The authors first recall that for any convex set in ℝⁿ there exists a self‑concordant barrier whose complexity parameter ν is polynomial in n. This parameter governs the curvature of the barrier and directly appears in the mixing‑time bounds. They prove that, starting from a “central point” (a point where the barrier’s gradient is small), the Dikin walk mixes to the uniform distribution in Õ(ν n) steps, where Õ hides polylogarithmic factors. Crucially, the mixing time is invariant under any affine transformation of the body, because the transition kernel is defined solely in terms of the barrier’s Hessian, which transforms covariantly.
A major technical contribution is a new family of lower bounds on isoperimetric constants for weighted Riemannian manifolds that arise from interior‑point geometry. By leveraging recent results of Barthe and of Bobkov–Houdré on the isoperimetry of product manifolds, the authors obtain sharper estimates for product convex sets than those derived from the classic Localization Lemma of Lovász and Simonovits. In particular, for a Cartesian product of convex bodies the mixing time scales with ν log n rather than ν n, a substantial improvement in high dimensions.
The paper then shows how the same walk can be used as a single‑trajectory algorithm for linear optimization. After a polynomial number of steps, the average of the objective values observed along the trajectory is within ε of the optimum with high probability, and almost‑sure convergence of the empirical optimum to the true optimum follows from the ergodicity of the chain. This eliminates the need for a separate interior‑point path‑following phase; the random walk itself performs a kind of stochastic steepest‑descent guided by the barrier geometry.
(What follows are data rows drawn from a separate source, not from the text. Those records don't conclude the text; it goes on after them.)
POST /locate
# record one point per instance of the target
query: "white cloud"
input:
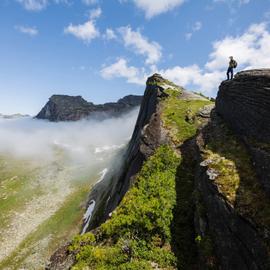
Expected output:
(155, 7)
(33, 5)
(250, 49)
(140, 44)
(86, 31)
(195, 28)
(89, 2)
(109, 34)
(31, 31)
(95, 13)
(230, 2)
(120, 69)
(37, 5)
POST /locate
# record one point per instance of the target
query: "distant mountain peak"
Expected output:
(73, 108)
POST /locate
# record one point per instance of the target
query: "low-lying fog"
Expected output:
(37, 139)
(43, 166)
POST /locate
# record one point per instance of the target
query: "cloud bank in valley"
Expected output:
(81, 141)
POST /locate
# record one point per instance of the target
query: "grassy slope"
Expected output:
(236, 179)
(138, 236)
(16, 191)
(54, 231)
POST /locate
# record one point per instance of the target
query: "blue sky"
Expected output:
(104, 50)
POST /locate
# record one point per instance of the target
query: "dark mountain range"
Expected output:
(73, 108)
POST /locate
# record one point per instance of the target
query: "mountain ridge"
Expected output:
(188, 194)
(74, 108)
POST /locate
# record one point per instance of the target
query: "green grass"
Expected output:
(60, 227)
(138, 232)
(15, 186)
(236, 178)
(180, 116)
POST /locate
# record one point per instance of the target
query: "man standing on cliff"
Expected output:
(232, 65)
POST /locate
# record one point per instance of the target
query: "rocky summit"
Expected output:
(245, 104)
(73, 108)
(192, 189)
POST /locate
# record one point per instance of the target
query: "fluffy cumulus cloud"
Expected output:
(109, 34)
(153, 8)
(251, 50)
(37, 5)
(89, 2)
(141, 45)
(120, 69)
(86, 31)
(197, 26)
(231, 2)
(31, 31)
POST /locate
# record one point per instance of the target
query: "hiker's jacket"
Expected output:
(232, 63)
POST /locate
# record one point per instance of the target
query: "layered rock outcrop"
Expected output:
(73, 108)
(221, 214)
(245, 104)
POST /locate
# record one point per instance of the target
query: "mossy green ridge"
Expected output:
(54, 231)
(139, 233)
(180, 116)
(236, 179)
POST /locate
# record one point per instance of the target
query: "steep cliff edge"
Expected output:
(245, 104)
(187, 194)
(73, 108)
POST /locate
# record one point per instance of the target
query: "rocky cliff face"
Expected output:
(245, 104)
(187, 193)
(73, 108)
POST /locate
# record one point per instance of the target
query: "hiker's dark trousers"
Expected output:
(230, 71)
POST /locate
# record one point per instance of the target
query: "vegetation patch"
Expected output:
(180, 116)
(235, 177)
(54, 231)
(138, 234)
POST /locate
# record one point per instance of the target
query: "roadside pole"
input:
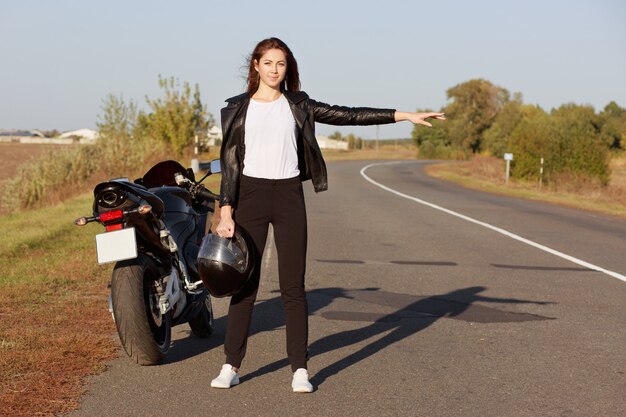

Experimental results on polytopes, spectrahedral sets, and Cartesian products confirm the theoretical predictions. Compared with Hit‑and‑Run, Ball‑Walk, and the more recent Vaidya walk, the Dikin walk requires fewer steps to achieve comparable statistical accuracy, exhibits lower variance, and does not require any preprocessing to put the body in isotropic position. The affine‑invariance property also simplifies implementation in practice.
In summary, the work unifies sampling and optimization for general convex bodies through a barrier‑based Riemannian random walk. By proving polynomial‑time mixing that is affine‑invariant and by extending isoperimetric analysis to product manifolds, the authors provide both a conceptual breakthrough and a practically efficient algorithmic tool for high‑dimensional convex geometry.